A 2018 study conducted by the University of Alabama at Birmingham (UAB) School of Public Health, the UAB School of Education, and the Public Affairs Research Council of Alabama demonstrated that students who participate in First Class Pre-K are more likely to be proficient in math and reading, with no evidence of fade out of the benefits of high-quality pre-k over time. We are getting closer to our goal of offering First Class Pre-K to all of the families in Alabama who wish to participate, which is expected to equal about 70 percent of our four-year-old children.
4. As mentioned, the First Class Pre-K program is enjoying tremendous success, what can you tell us about the extension for infants and toddlers – First Class Foundations?
Our approach is focused on connecting the earliest stages of learning through a continuum of early childhood development. Through an innovative partnership between the Alabama Department of Human Resources and the Alabama Department of Early Childhood Education, First Class Foundation Sites are located at licensed child care programs. First Class Foundation Sites bring the high-quality expectations of First Class Pre-K to infant and toddler classrooms.
Selection as a First Class Foundation Site yields funding for program enhancements, coaching, professional development opportunities for the staff, and support for attaining a higher quality rating in the Alabama’s childcare quality rating system. The goal of the First Class Foundation Sites is to support high-quality standards for children from birth to age 5. Sites have been selected through a competitive application process.
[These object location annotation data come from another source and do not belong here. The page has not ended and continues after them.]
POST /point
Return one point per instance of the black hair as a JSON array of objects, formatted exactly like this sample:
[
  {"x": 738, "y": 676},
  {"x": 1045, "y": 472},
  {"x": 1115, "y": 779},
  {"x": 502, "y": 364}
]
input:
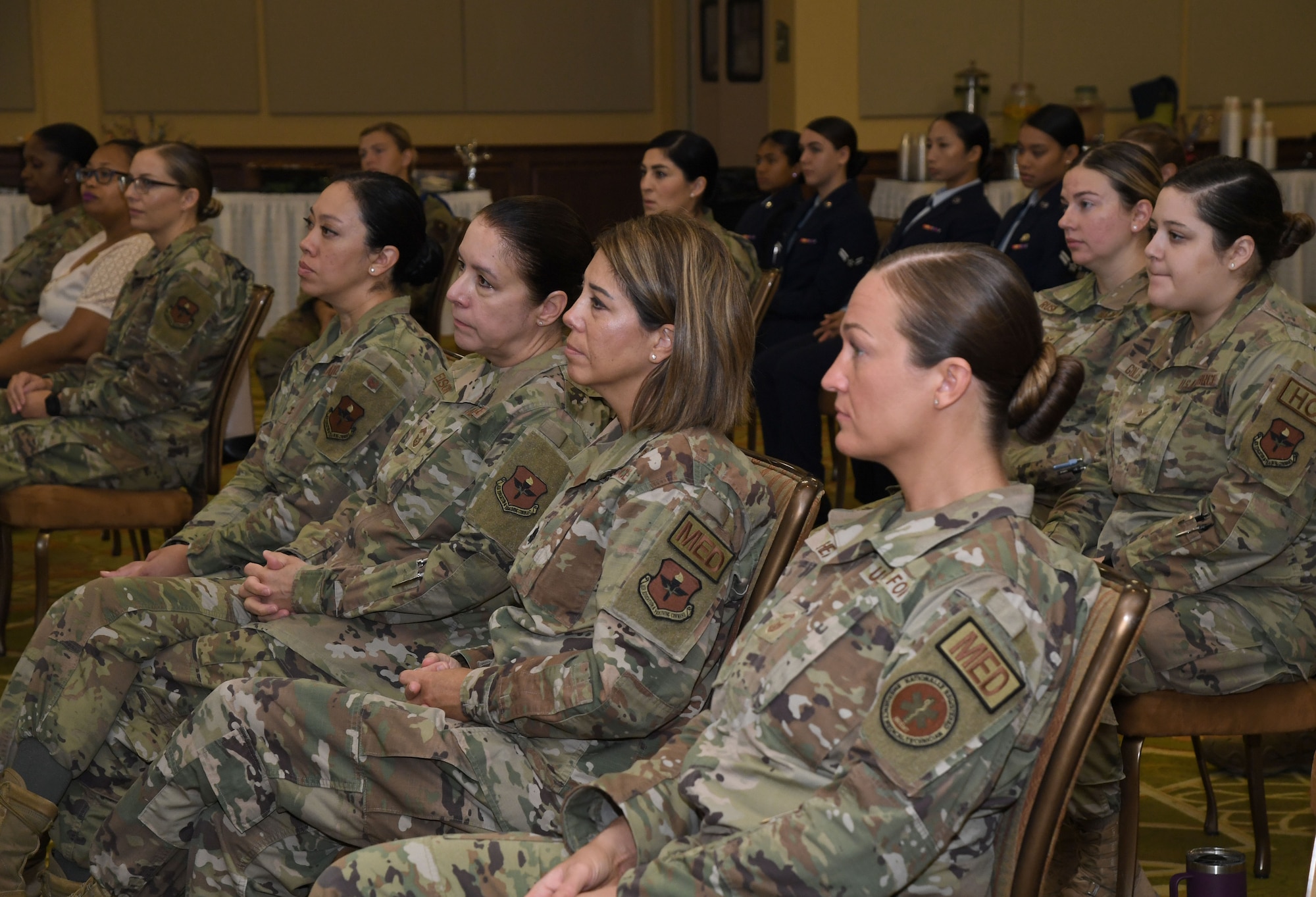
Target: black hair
[
  {"x": 692, "y": 153},
  {"x": 840, "y": 133},
  {"x": 788, "y": 140},
  {"x": 1060, "y": 122},
  {"x": 973, "y": 132},
  {"x": 69, "y": 141},
  {"x": 547, "y": 240},
  {"x": 1238, "y": 197},
  {"x": 394, "y": 216}
]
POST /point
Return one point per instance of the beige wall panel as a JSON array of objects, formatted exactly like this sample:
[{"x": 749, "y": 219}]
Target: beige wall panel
[
  {"x": 560, "y": 55},
  {"x": 1263, "y": 47},
  {"x": 911, "y": 51},
  {"x": 385, "y": 57},
  {"x": 165, "y": 55},
  {"x": 16, "y": 90},
  {"x": 1072, "y": 42}
]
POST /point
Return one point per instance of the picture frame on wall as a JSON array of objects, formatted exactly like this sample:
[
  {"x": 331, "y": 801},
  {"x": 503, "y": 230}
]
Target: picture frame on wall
[
  {"x": 709, "y": 42},
  {"x": 744, "y": 39}
]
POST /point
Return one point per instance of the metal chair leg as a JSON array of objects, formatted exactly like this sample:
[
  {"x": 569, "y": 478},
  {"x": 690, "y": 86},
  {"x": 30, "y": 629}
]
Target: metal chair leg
[
  {"x": 1257, "y": 804},
  {"x": 6, "y": 582},
  {"x": 1213, "y": 824},
  {"x": 41, "y": 553},
  {"x": 1131, "y": 752}
]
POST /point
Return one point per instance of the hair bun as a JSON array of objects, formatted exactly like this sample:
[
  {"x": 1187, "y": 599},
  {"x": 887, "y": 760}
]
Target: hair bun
[
  {"x": 1046, "y": 395},
  {"x": 426, "y": 266},
  {"x": 211, "y": 211},
  {"x": 1298, "y": 229}
]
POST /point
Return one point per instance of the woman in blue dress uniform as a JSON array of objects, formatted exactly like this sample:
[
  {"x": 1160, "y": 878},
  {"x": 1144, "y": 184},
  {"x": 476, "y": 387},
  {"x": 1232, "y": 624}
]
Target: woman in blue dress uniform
[{"x": 1050, "y": 142}]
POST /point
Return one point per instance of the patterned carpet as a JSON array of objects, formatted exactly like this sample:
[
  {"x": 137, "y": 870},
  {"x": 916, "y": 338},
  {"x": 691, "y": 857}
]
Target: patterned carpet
[{"x": 1173, "y": 803}]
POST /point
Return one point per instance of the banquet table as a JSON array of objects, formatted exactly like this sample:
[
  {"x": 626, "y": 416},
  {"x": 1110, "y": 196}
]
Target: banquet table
[{"x": 1297, "y": 187}]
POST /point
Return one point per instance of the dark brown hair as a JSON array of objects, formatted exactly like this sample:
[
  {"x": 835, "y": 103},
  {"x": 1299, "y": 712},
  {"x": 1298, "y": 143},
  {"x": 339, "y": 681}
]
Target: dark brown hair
[
  {"x": 1239, "y": 197},
  {"x": 674, "y": 270},
  {"x": 190, "y": 167},
  {"x": 967, "y": 300}
]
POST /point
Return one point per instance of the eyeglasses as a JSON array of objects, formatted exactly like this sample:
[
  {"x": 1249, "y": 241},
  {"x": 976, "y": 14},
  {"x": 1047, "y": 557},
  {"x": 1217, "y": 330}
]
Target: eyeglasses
[
  {"x": 103, "y": 176},
  {"x": 145, "y": 184}
]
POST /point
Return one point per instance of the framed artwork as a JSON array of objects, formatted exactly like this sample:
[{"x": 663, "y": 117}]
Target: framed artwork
[
  {"x": 744, "y": 39},
  {"x": 709, "y": 43}
]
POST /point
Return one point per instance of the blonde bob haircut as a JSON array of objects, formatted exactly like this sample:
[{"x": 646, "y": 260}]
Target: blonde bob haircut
[{"x": 676, "y": 271}]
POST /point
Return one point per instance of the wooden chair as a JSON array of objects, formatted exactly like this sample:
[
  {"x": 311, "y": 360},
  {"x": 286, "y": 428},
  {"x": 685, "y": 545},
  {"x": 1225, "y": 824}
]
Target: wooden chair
[
  {"x": 759, "y": 305},
  {"x": 840, "y": 463},
  {"x": 797, "y": 495},
  {"x": 1109, "y": 637},
  {"x": 1268, "y": 711},
  {"x": 445, "y": 279},
  {"x": 49, "y": 508}
]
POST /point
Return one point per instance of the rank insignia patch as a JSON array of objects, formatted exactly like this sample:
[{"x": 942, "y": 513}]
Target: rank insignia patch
[
  {"x": 669, "y": 592},
  {"x": 184, "y": 312},
  {"x": 919, "y": 709},
  {"x": 520, "y": 494},
  {"x": 1277, "y": 446},
  {"x": 342, "y": 420}
]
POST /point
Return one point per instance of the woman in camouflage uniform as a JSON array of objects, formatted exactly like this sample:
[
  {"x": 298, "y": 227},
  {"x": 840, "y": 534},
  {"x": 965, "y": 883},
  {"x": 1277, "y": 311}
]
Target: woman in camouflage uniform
[
  {"x": 1109, "y": 197},
  {"x": 399, "y": 569},
  {"x": 881, "y": 715},
  {"x": 1206, "y": 486},
  {"x": 623, "y": 602},
  {"x": 309, "y": 457},
  {"x": 51, "y": 161}
]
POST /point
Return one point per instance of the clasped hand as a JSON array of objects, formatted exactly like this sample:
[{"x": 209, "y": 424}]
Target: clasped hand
[
  {"x": 27, "y": 394},
  {"x": 268, "y": 590}
]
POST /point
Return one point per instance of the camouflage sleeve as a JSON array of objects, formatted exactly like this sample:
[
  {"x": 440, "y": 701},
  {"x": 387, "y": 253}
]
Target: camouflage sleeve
[
  {"x": 468, "y": 569},
  {"x": 648, "y": 795},
  {"x": 663, "y": 605},
  {"x": 256, "y": 516},
  {"x": 1265, "y": 499},
  {"x": 186, "y": 326},
  {"x": 860, "y": 834}
]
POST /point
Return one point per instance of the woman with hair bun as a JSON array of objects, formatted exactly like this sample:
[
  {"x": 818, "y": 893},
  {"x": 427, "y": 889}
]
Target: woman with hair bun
[
  {"x": 134, "y": 417},
  {"x": 51, "y": 161},
  {"x": 1206, "y": 484},
  {"x": 848, "y": 749},
  {"x": 1050, "y": 142},
  {"x": 678, "y": 175},
  {"x": 1107, "y": 199}
]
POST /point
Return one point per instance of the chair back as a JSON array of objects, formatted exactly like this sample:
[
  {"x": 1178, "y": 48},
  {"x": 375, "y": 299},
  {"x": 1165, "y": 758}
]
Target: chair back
[
  {"x": 259, "y": 307},
  {"x": 445, "y": 278},
  {"x": 764, "y": 294},
  {"x": 1101, "y": 655},
  {"x": 797, "y": 494}
]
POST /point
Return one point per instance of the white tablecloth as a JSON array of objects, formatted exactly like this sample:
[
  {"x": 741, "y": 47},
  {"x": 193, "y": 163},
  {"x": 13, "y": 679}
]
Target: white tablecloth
[
  {"x": 890, "y": 197},
  {"x": 1298, "y": 187}
]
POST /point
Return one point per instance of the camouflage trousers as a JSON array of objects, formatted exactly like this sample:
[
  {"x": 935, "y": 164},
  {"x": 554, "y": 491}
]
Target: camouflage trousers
[
  {"x": 77, "y": 451},
  {"x": 432, "y": 867},
  {"x": 266, "y": 783},
  {"x": 1197, "y": 645},
  {"x": 113, "y": 670}
]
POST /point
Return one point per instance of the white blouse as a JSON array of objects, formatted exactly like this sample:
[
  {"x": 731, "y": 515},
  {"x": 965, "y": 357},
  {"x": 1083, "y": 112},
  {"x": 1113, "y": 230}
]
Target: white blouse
[{"x": 94, "y": 286}]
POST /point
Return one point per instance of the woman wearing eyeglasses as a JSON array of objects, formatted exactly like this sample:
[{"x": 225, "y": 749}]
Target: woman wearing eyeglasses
[
  {"x": 134, "y": 416},
  {"x": 77, "y": 304},
  {"x": 51, "y": 158}
]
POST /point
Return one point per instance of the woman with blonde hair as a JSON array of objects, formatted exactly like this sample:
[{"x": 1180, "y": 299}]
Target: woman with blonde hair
[
  {"x": 623, "y": 603},
  {"x": 1109, "y": 197}
]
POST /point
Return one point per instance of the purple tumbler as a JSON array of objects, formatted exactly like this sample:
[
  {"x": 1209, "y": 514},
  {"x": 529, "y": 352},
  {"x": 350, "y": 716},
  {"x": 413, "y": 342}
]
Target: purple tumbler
[{"x": 1214, "y": 873}]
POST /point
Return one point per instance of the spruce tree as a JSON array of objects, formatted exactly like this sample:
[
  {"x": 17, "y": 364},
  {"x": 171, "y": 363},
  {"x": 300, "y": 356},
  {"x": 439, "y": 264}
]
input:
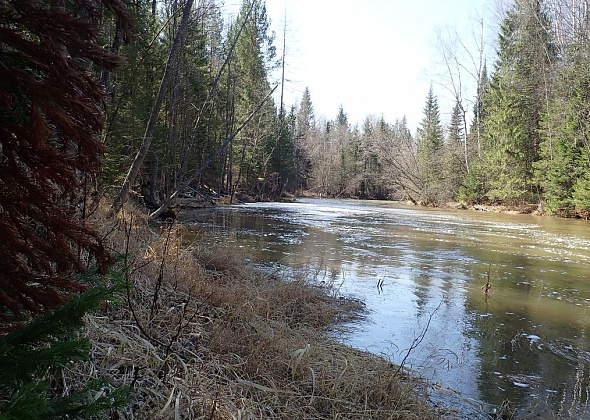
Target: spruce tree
[
  {"x": 514, "y": 107},
  {"x": 430, "y": 149}
]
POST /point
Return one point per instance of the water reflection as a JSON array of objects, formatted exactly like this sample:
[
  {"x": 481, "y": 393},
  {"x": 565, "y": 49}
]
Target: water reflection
[{"x": 526, "y": 342}]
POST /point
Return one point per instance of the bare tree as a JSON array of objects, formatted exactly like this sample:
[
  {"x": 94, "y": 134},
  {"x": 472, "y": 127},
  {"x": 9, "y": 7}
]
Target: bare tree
[{"x": 149, "y": 131}]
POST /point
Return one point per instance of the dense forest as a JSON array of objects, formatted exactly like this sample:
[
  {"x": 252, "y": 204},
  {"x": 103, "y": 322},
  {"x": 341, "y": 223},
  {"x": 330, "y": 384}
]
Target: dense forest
[
  {"x": 195, "y": 98},
  {"x": 150, "y": 101}
]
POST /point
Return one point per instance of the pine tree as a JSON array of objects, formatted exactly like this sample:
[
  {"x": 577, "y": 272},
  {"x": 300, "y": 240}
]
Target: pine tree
[
  {"x": 51, "y": 116},
  {"x": 38, "y": 351},
  {"x": 563, "y": 170},
  {"x": 514, "y": 106},
  {"x": 430, "y": 149}
]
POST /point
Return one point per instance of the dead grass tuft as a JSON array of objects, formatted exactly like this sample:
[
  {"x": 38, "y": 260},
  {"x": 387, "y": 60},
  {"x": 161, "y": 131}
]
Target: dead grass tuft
[{"x": 202, "y": 335}]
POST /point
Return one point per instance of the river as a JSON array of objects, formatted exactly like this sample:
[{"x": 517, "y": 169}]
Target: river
[{"x": 422, "y": 274}]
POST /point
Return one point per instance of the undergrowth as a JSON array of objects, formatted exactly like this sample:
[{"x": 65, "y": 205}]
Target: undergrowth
[{"x": 204, "y": 335}]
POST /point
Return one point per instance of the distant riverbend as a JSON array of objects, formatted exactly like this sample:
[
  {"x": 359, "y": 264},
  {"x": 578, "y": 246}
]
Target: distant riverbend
[{"x": 423, "y": 272}]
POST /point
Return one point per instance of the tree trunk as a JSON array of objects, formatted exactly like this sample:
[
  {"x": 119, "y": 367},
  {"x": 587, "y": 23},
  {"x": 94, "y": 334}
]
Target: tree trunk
[{"x": 149, "y": 132}]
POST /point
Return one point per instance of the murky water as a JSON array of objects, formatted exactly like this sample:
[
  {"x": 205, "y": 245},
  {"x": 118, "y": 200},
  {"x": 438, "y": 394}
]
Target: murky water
[{"x": 421, "y": 273}]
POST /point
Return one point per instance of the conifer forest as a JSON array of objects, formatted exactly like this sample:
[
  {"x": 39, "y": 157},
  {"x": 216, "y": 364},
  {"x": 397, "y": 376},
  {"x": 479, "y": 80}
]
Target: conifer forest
[
  {"x": 151, "y": 102},
  {"x": 214, "y": 123}
]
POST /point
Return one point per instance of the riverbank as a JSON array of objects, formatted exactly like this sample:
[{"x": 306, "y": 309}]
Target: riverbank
[{"x": 202, "y": 334}]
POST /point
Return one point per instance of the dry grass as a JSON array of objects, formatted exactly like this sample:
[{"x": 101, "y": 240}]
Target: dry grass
[{"x": 202, "y": 335}]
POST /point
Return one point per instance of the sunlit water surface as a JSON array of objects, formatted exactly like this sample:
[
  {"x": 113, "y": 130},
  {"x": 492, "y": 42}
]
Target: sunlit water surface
[{"x": 421, "y": 272}]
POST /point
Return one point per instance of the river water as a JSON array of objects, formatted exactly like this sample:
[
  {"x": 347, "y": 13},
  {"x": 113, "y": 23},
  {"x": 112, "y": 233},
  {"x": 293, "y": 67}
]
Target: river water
[{"x": 422, "y": 274}]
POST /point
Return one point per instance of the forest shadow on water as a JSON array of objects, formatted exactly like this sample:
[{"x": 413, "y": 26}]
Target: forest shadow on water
[{"x": 423, "y": 273}]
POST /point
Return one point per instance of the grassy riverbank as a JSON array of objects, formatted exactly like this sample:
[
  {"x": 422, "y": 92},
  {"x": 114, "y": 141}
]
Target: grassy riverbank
[{"x": 202, "y": 334}]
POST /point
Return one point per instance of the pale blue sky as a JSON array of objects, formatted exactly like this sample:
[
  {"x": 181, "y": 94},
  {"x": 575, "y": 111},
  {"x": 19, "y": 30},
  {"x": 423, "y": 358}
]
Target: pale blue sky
[{"x": 373, "y": 56}]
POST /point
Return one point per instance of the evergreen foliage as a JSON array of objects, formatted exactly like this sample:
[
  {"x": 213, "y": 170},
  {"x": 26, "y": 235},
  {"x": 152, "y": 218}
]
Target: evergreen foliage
[
  {"x": 513, "y": 108},
  {"x": 430, "y": 151},
  {"x": 37, "y": 352},
  {"x": 51, "y": 117}
]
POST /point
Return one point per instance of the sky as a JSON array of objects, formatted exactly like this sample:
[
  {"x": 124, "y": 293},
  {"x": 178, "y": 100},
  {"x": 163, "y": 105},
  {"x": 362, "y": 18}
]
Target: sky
[{"x": 375, "y": 57}]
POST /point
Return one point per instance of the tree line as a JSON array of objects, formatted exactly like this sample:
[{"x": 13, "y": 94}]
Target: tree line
[{"x": 217, "y": 127}]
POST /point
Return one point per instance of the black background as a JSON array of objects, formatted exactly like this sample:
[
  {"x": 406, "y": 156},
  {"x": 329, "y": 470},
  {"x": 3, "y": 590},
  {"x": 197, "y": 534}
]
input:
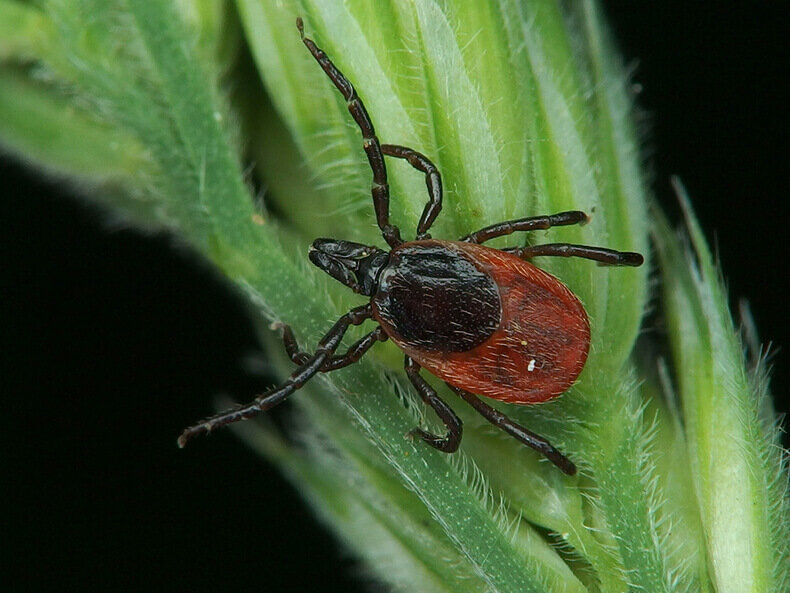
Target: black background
[{"x": 112, "y": 341}]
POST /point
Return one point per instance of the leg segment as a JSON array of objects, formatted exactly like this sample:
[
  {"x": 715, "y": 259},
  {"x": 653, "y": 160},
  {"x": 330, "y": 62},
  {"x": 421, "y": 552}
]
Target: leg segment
[
  {"x": 380, "y": 189},
  {"x": 600, "y": 254},
  {"x": 433, "y": 180},
  {"x": 448, "y": 443},
  {"x": 352, "y": 355},
  {"x": 311, "y": 366},
  {"x": 529, "y": 438},
  {"x": 533, "y": 223}
]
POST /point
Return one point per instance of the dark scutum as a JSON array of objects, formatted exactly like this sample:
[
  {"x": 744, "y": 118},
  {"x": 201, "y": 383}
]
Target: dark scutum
[{"x": 435, "y": 299}]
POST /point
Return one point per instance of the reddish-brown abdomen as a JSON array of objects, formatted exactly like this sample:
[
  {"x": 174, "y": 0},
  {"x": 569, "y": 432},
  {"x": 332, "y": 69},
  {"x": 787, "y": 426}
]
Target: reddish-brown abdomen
[{"x": 538, "y": 348}]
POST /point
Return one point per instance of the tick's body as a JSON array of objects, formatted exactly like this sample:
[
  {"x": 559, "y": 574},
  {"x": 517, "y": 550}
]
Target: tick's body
[{"x": 483, "y": 320}]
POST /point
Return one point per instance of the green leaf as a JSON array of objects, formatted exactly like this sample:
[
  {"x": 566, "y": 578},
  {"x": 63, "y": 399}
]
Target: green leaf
[{"x": 739, "y": 473}]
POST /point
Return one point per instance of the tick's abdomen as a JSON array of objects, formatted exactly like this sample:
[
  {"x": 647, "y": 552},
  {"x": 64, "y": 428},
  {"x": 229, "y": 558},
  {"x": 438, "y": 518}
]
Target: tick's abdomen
[{"x": 483, "y": 320}]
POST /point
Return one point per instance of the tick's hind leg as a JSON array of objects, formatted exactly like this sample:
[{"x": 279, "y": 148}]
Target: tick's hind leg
[
  {"x": 448, "y": 443},
  {"x": 529, "y": 438},
  {"x": 609, "y": 257},
  {"x": 312, "y": 365},
  {"x": 532, "y": 223}
]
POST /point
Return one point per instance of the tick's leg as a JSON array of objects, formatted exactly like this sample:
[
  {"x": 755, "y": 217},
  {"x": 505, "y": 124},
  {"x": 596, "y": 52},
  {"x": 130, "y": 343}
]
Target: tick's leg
[
  {"x": 380, "y": 189},
  {"x": 533, "y": 223},
  {"x": 311, "y": 366},
  {"x": 600, "y": 254},
  {"x": 356, "y": 351},
  {"x": 529, "y": 438},
  {"x": 433, "y": 180},
  {"x": 448, "y": 443}
]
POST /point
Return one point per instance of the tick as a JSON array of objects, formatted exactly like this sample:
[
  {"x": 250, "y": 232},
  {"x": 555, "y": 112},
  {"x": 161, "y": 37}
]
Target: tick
[{"x": 485, "y": 321}]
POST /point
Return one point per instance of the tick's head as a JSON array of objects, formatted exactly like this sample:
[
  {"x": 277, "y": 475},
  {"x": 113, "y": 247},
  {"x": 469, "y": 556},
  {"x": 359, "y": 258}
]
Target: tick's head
[{"x": 355, "y": 265}]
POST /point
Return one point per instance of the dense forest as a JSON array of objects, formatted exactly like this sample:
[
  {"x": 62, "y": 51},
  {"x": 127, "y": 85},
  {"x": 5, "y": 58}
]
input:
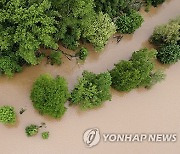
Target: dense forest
[{"x": 27, "y": 27}]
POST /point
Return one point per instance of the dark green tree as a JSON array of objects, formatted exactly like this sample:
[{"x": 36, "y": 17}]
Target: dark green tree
[
  {"x": 127, "y": 23},
  {"x": 137, "y": 72},
  {"x": 169, "y": 54},
  {"x": 91, "y": 90},
  {"x": 49, "y": 95},
  {"x": 7, "y": 115}
]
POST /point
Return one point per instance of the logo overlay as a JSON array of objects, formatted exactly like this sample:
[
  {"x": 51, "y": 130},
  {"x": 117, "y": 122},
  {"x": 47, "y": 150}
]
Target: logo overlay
[{"x": 91, "y": 137}]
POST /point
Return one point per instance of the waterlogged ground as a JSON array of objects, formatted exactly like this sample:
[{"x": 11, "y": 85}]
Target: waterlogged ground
[{"x": 140, "y": 111}]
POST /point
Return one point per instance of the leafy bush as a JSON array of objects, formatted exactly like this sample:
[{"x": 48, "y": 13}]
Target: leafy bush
[
  {"x": 25, "y": 26},
  {"x": 134, "y": 73},
  {"x": 55, "y": 57},
  {"x": 167, "y": 34},
  {"x": 114, "y": 7},
  {"x": 156, "y": 77},
  {"x": 169, "y": 54},
  {"x": 92, "y": 90},
  {"x": 129, "y": 22},
  {"x": 82, "y": 54},
  {"x": 32, "y": 130},
  {"x": 7, "y": 115},
  {"x": 9, "y": 66},
  {"x": 124, "y": 76},
  {"x": 49, "y": 95},
  {"x": 45, "y": 135},
  {"x": 99, "y": 30},
  {"x": 154, "y": 3}
]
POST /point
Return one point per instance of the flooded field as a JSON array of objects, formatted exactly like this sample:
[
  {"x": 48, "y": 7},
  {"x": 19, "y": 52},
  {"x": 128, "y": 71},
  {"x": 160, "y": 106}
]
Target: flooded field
[{"x": 140, "y": 111}]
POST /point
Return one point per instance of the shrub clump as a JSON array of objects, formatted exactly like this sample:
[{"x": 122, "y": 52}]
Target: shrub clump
[
  {"x": 154, "y": 3},
  {"x": 7, "y": 115},
  {"x": 45, "y": 135},
  {"x": 99, "y": 30},
  {"x": 9, "y": 66},
  {"x": 129, "y": 22},
  {"x": 134, "y": 73},
  {"x": 55, "y": 57},
  {"x": 49, "y": 95},
  {"x": 167, "y": 34},
  {"x": 32, "y": 130},
  {"x": 169, "y": 54},
  {"x": 156, "y": 77},
  {"x": 82, "y": 54},
  {"x": 92, "y": 90}
]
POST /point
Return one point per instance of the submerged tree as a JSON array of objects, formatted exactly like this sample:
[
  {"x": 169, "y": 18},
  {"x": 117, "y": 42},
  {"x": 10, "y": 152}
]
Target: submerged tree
[
  {"x": 137, "y": 72},
  {"x": 49, "y": 95},
  {"x": 7, "y": 115},
  {"x": 127, "y": 23},
  {"x": 91, "y": 90}
]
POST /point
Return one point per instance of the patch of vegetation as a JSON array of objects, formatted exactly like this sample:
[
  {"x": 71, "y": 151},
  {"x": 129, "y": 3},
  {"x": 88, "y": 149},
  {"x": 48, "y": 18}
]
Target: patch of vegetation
[
  {"x": 134, "y": 73},
  {"x": 82, "y": 54},
  {"x": 99, "y": 30},
  {"x": 127, "y": 23},
  {"x": 156, "y": 77},
  {"x": 167, "y": 34},
  {"x": 45, "y": 135},
  {"x": 32, "y": 130},
  {"x": 169, "y": 54},
  {"x": 55, "y": 57},
  {"x": 49, "y": 95},
  {"x": 166, "y": 38},
  {"x": 91, "y": 90},
  {"x": 7, "y": 115}
]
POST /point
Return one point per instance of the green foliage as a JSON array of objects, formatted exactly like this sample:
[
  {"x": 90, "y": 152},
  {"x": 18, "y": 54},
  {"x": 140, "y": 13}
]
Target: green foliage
[
  {"x": 45, "y": 135},
  {"x": 92, "y": 90},
  {"x": 82, "y": 54},
  {"x": 7, "y": 115},
  {"x": 167, "y": 34},
  {"x": 72, "y": 14},
  {"x": 134, "y": 73},
  {"x": 49, "y": 95},
  {"x": 32, "y": 130},
  {"x": 127, "y": 23},
  {"x": 156, "y": 77},
  {"x": 55, "y": 57},
  {"x": 124, "y": 76},
  {"x": 100, "y": 29},
  {"x": 25, "y": 26},
  {"x": 9, "y": 66},
  {"x": 154, "y": 3},
  {"x": 169, "y": 54},
  {"x": 114, "y": 7}
]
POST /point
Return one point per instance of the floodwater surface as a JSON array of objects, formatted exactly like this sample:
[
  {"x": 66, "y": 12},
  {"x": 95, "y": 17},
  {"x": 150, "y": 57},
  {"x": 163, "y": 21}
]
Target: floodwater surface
[{"x": 140, "y": 111}]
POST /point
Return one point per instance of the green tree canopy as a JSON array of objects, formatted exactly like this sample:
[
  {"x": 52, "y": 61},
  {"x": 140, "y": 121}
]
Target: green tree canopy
[{"x": 49, "y": 95}]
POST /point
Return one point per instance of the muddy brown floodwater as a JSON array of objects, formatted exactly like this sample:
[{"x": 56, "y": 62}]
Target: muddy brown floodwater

All participating First Class Foundations Sites operate an infant and toddler program as well as an Alabama First Class Pre-K classroom and maintain a current childcare license with the Alabama Department of Human Resources.
5. As early education continues to be one of your highest priorities, what is your hope for families in your state?
My hope is that families feel supported to be their children’s first and very best teachers. My administration is supporting a two-generation approach to early childhood education and development that empowers families with the information and resources they need to ensure that every child is pre-k ready, ready for kindergarten, and literate and numerate by age eight. The first eight years are precious, and we do not have any time to waste, or recover, when it comes to ensuring that all of our kids reach each of those development benchmarks.
As a critical component of the Strong Start, Strong Finish education initiative, I formed the Alabama Campaign for Grade-Level Reading to establish local campaigns for grade-level reading in February 2018. On July 10, 2020, I announced the release of the final report and recommendations of the Alabama Campaign for Grade-Level Reading, entitled The Alabama Campaign for Grade Level Reading Recommendations to the Governor.
The Alabama Campaign for Grade-Level Reading will now morph into 67 local campaigns through the statewide network of the Children’s Policy Councils. This approach will allow Alabama’s 67 Children’s Policy Councils to address external issues outside of the classroom, such as childhood health, access to nutritious food, and quality after-school and summer programs that directly affect a child’s ability to perform academically. We will continue to promote opportunities to amplify the work of our communities as we prepare each Alabamian to have a strong start and a strong finish to their educational journey and career pathway.